Aunque no la conocía, supe inmediatamente quién era. Hizo una pausa antes de deslizarse por los últimos escalones y abrirse paso entre el mar de invitados, como si se tratara de una coreografía.

– ¡Dobby! -exclamó Teddy cuando ella se acercó. Una amplia sonrisa dibujó hoyuelos en su rostro sereno y bien parecido. Tomó las manos de su hermana y se inclinó hacia ella para darle un beso en la mejilla que ella le ofrecía.

La mujer sonrió.

– Bienvenido a casa, Tiddles -declaró jovialmente, con su acento neoyorquino, plano y enérgico. Su manera de hablar evitaba las modulaciones regulándolo de tal modo que lo ordinario pareciera extraordinario y viceversa-. He decorado la casa, como me pediste. Espero que no te moleste, me he tomado la libertad de invitar a lo mejor de Londres para que también la disfruten -agregó y saludó con la mano a una mujer elegantemente vestida a la que distinguió por encima del hombro de Hannah.

– ¿Estás sorprendida, querida? -preguntó Teddy a su esposa-. Queríamos darte una sorpresa. Dobby y yo tramamos todo esto.

– ¿Sorprendida? -repitió Hannah echándome un rápido vistazo-. Las palabras no alcanzan siquiera a describir cómo me siento.

Deborah sonrió, de ese modo sagaz tan propio de ella, y puso su mano sobre la muñeca de Hannah, una mano larga y pálida, cuya textura recordaba a la cera solidificada.

– Por fin nos conocemos.
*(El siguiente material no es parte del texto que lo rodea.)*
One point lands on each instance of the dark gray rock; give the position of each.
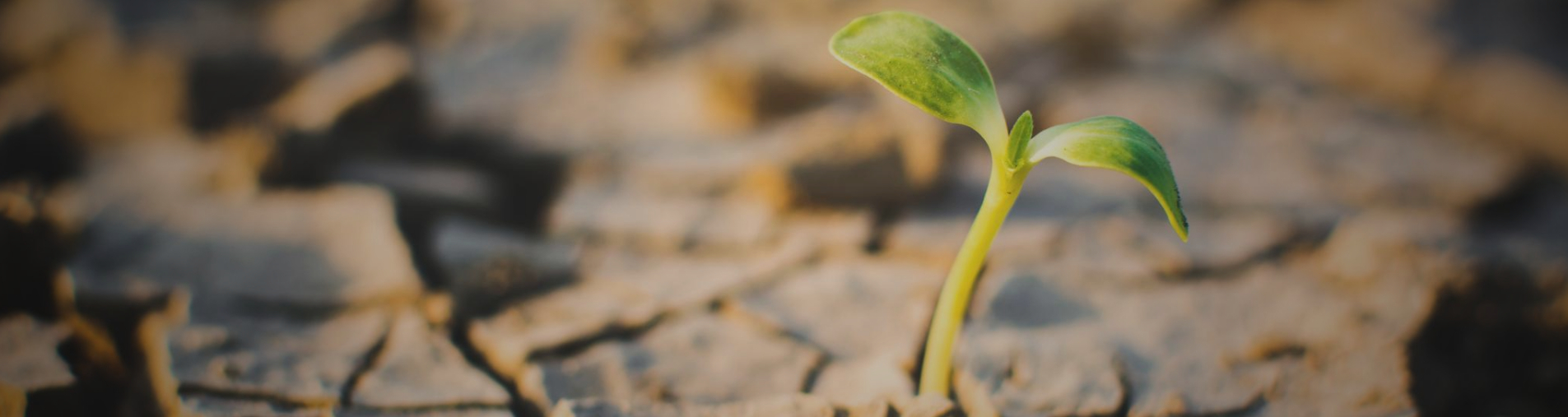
(485, 266)
(708, 359)
(313, 251)
(859, 308)
(1041, 373)
(693, 359)
(1202, 347)
(218, 406)
(772, 406)
(623, 289)
(27, 353)
(419, 367)
(305, 363)
(863, 383)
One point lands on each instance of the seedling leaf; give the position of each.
(925, 65)
(1115, 143)
(1018, 140)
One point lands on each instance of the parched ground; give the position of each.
(435, 207)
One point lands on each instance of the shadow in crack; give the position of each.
(1493, 349)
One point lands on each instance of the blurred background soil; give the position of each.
(554, 207)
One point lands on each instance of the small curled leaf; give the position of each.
(1018, 140)
(1122, 145)
(925, 65)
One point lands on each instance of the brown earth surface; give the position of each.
(441, 207)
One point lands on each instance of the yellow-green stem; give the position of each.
(949, 317)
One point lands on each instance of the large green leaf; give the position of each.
(925, 65)
(1115, 143)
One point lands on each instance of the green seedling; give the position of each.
(941, 74)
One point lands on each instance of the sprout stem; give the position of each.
(949, 317)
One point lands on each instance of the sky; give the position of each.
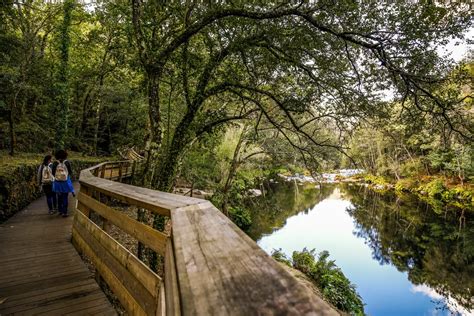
(459, 50)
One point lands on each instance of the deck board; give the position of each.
(40, 270)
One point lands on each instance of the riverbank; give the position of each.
(18, 184)
(440, 192)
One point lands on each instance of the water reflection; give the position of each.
(404, 258)
(432, 248)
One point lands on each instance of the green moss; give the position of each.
(324, 273)
(18, 186)
(440, 197)
(406, 185)
(376, 180)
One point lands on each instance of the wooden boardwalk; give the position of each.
(40, 270)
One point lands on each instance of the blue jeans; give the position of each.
(51, 197)
(62, 202)
(52, 201)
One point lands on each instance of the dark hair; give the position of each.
(46, 159)
(61, 155)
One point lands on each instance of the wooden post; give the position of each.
(84, 209)
(133, 172)
(102, 171)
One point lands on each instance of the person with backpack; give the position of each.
(45, 180)
(62, 184)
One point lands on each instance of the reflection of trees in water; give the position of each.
(429, 247)
(283, 200)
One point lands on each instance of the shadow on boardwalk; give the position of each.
(40, 270)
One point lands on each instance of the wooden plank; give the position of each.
(150, 280)
(114, 283)
(144, 233)
(161, 309)
(136, 290)
(221, 271)
(155, 201)
(171, 282)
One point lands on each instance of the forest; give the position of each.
(210, 93)
(222, 96)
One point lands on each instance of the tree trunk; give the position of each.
(63, 84)
(232, 171)
(11, 125)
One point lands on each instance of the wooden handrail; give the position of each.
(211, 266)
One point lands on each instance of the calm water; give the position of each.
(404, 258)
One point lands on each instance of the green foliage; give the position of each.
(18, 184)
(434, 188)
(376, 180)
(411, 168)
(406, 185)
(334, 285)
(434, 248)
(280, 256)
(241, 217)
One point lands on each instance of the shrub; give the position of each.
(324, 273)
(372, 179)
(241, 217)
(434, 188)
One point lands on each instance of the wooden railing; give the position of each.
(211, 267)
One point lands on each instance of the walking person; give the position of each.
(45, 179)
(62, 184)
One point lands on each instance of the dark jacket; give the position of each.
(39, 175)
(68, 166)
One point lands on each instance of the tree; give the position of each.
(292, 64)
(62, 84)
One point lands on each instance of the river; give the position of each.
(404, 258)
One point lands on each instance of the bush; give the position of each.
(411, 168)
(324, 273)
(434, 188)
(18, 186)
(377, 180)
(406, 185)
(241, 217)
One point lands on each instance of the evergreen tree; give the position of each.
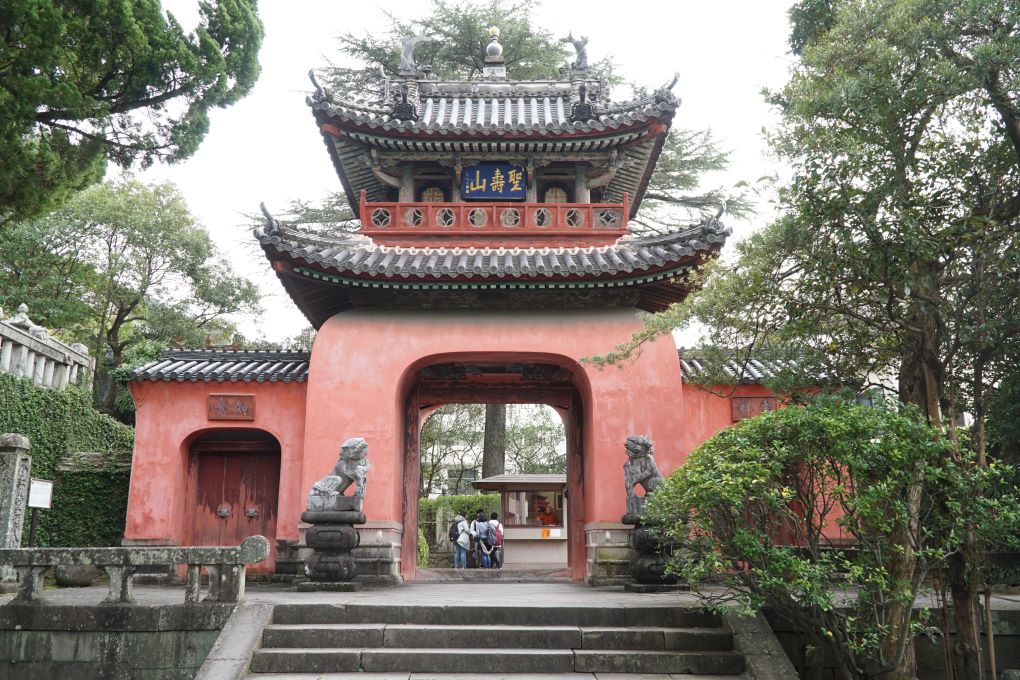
(106, 80)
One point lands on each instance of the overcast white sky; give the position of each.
(267, 148)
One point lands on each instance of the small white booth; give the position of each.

Sé que seremos grandes amigas.

El año 1920 empezó mal. Teddy perdió las elecciones. No fue culpa suya, simplemente no era el momento adecuado. La situación se tergiversó por culpa de la clase obrera y de sus detestables periódicos. Se hicieron sucias campañas contra los patronos, que después de la guerra fueron víctimas de falsas acusaciones. Tenían expectativas desmedidas. Debían andarse con ojo, si no querían que les sucediera lo mismo que a los irlandeses o los rusos. Sin embargo, el fiasco de Teddy no tenía importancia. Ya habría una nueva oportunidad. Le encontrarían una candidatura más segura. Si dejaba de lado las tontas ideas que confundían a los votantes conservadores, Simion se comprometía a que en menos de un año su hijo sería miembro del Parlamento.